The language backed by the Democrats says any report should include a determination on “whether section 620M of the [Foreign Assistance Act] applies to such case.”
Section 620M states that U.S. assistance should be blocked for foreign security forces if there is “credible information that such unit has committed a gross violation of human rights or war crime.”
The legislative text was introduced by Sen. Patrick Leahy (D-Vt.), the chairman of the Appropriations Committee, as well as Sens. Chris Van Hollen (D-Md.), Dick Durbin (D-Ill.), Jeanne Shaheen (D-N.H.), Jeff Merkley (D-Ore.), and Chris Murphy (D-Conn.).

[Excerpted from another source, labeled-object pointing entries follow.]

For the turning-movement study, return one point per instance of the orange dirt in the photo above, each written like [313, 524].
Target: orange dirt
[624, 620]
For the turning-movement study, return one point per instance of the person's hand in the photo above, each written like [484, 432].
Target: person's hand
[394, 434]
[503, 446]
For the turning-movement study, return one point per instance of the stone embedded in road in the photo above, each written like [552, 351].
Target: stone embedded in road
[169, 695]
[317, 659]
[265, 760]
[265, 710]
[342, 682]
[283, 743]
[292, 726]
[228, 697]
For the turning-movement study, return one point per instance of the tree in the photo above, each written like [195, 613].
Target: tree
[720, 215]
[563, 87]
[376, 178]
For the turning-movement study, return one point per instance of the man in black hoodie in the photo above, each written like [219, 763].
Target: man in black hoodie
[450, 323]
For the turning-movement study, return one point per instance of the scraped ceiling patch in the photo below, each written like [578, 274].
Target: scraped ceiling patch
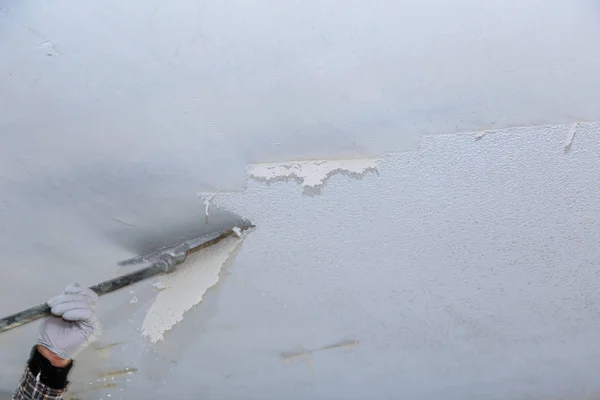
[311, 174]
[185, 288]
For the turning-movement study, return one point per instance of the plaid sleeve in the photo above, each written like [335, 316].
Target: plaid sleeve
[31, 388]
[41, 380]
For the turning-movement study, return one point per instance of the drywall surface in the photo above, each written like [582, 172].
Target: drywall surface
[182, 290]
[465, 269]
[228, 83]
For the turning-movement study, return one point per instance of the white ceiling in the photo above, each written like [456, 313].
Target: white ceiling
[115, 114]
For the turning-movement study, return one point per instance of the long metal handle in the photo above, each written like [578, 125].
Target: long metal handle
[42, 310]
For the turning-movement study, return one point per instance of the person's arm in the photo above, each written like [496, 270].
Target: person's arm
[73, 327]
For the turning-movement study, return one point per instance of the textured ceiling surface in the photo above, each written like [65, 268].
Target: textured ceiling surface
[466, 268]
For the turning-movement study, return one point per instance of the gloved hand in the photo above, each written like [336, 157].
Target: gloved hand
[74, 325]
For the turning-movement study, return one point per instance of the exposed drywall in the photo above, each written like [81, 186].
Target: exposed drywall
[311, 174]
[211, 86]
[467, 268]
[185, 288]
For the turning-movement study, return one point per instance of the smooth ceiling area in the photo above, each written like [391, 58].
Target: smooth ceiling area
[465, 268]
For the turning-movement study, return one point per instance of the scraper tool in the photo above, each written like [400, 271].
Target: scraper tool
[162, 261]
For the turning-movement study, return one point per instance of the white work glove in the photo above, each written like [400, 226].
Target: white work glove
[74, 326]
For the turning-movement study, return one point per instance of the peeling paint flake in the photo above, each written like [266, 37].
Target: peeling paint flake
[569, 137]
[311, 174]
[186, 287]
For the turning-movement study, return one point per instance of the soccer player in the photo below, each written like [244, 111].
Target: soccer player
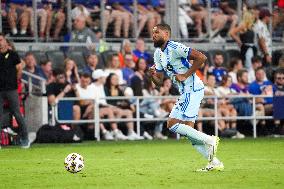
[173, 59]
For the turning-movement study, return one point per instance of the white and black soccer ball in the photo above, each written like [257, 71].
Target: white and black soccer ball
[74, 163]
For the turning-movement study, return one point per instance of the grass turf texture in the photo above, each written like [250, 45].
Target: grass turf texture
[248, 163]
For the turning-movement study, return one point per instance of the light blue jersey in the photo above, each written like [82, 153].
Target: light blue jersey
[174, 60]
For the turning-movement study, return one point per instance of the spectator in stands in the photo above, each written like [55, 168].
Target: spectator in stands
[279, 82]
[128, 70]
[60, 88]
[235, 65]
[100, 79]
[140, 51]
[143, 18]
[263, 35]
[55, 15]
[256, 63]
[245, 38]
[86, 90]
[83, 34]
[223, 91]
[217, 70]
[92, 62]
[18, 13]
[31, 67]
[207, 109]
[137, 81]
[46, 68]
[126, 48]
[261, 86]
[113, 66]
[71, 71]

“The United States must ensure an independent, credible, and transparent investigation into the shooting death of American citizen and journalist Shireen Abu Akleh,” the group said in a statement.
“Our report language requires the Secretary of State to submit a report to Congress on steps taken to support such an investigation and provide further details on the findings. We will continue working to get the full truth about this tragedy, ensure accountability, and make clear our unwavering support for freedom of the press and the safety of journalists around the world.”
Secretary of State Antony Blinken recently met with the family of Abu Akleh in Washington, but the family and their supporters have been extremely critical of President Biden and his administration. They say it has not done enough to push for an independent investigation and accountability for the journalist’s death.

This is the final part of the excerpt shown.